With every one of their sacrifices we got better, we got smarter, and we got more careful. Space isn’t our home, it’ll never be “safe” in the way that we’re used to. Over 30 years and 135 flights, 355 people flew on the Space Shuttle. The 24 Apollo astronauts who flew to the moon and back are tho only humans who have gone beyond low earth orbit. Every one of them knew about those who went before, and knew the risks they were taking, and chose to go anyway. (Personally, I think the crew of STS-1, Young and Crippen, may have been the bravest, when they climbed aboard Columbia to take a ride on a rocket that had never flown before.)
It’s easy to say how dangerous something is and choose not to do it. How much harder is it to know that three of your best friends were killed the last time they climbed into the capsule that you yourself are now climbing in to? No matter how many redesigns and modifications are made after every tiny issue that crops up, the very nature of climbing up a rocket and taking a trip beyond the air is danger. The rewards are, by all accounts, incredible, but the amount of work required to be one of the special few is almost unimaginable as well.
It’s possible that the greatest loss of the Challenger disaster was the cancellation of the Teachers In Space Program, and the idea that space had something to offer beyond simple science and engineering. It is understandable, at that time, why it was decided that the public perception caused by the possibility of a civilian, but we’ll never know what was lost in the leaving of the great adventure of space to those few elite who made it their life’s work. Bravery exists across the entire spectrum of humanity, and it is certain that there were teachers, and musicians, and dancers, and artists who would’ve accepted the risk gladly and shown us new sides of what it means to be human, and inspired us all to be braver and better. Maybe danger and risk is some part of inspiration, and by waiting until everything is safe we’ve lost an opportunity to create something truly new. Fortunately for us many Astronauts have taken up this mantle, and used what little free time and energy they have to work to inspire us and try and help us forget the immense danger of what they do in favor of opening our imagination and sense of wonder, and to honor the memory of those who were lost.

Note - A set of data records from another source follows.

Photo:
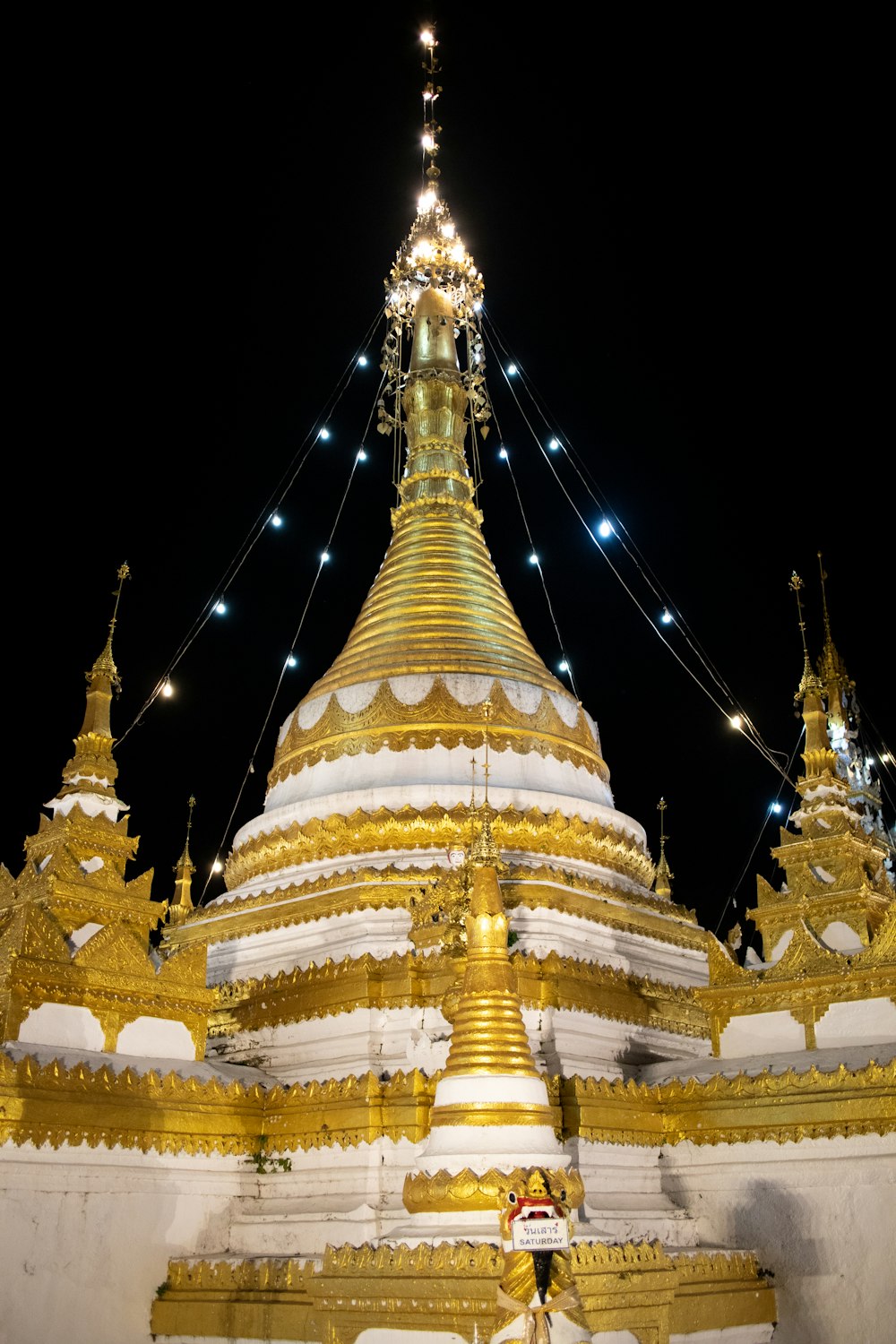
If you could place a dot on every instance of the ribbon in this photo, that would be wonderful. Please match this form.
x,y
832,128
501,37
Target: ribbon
x,y
535,1327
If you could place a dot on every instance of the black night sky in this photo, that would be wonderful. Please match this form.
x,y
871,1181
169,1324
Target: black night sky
x,y
685,246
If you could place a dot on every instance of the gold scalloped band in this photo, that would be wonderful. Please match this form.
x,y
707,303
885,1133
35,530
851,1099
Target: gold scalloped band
x,y
452,1287
406,978
435,828
70,1107
438,719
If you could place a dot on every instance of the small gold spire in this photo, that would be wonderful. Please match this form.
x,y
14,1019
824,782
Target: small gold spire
x,y
91,768
432,91
489,1035
185,868
809,683
831,669
662,881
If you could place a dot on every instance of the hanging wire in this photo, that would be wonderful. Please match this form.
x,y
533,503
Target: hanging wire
x,y
625,538
257,529
753,736
533,556
732,895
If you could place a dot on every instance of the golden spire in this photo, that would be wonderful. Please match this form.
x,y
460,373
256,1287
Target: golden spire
x,y
831,669
185,868
437,604
487,1032
662,881
91,768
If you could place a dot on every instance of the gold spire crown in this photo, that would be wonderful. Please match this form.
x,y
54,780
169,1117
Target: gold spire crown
x,y
662,881
91,768
831,669
487,1034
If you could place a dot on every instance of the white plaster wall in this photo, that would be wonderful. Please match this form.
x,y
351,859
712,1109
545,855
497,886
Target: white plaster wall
x,y
156,1037
62,1024
869,1021
400,1039
86,1236
818,1214
761,1031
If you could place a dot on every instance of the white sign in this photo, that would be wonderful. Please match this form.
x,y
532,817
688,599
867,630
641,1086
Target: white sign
x,y
540,1234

More people are going to leave this planet, many more, and more are going to die as well, but we’ll keep getting better, and it’ll keep getting safer, and someday you won’t think of anything of taking a ride on a rocket for a vacation or for work.
In the meantime, we should remember not only those who were lost, the daring crews of Apollo 1, STS-51-L, and STS-107, but all of the brave ones who have dared. Someday when it is considered normal for a person is able to book a vacation to the moon and watch the earth rise over the horizon, it will be upon their broad shoulders that we stand.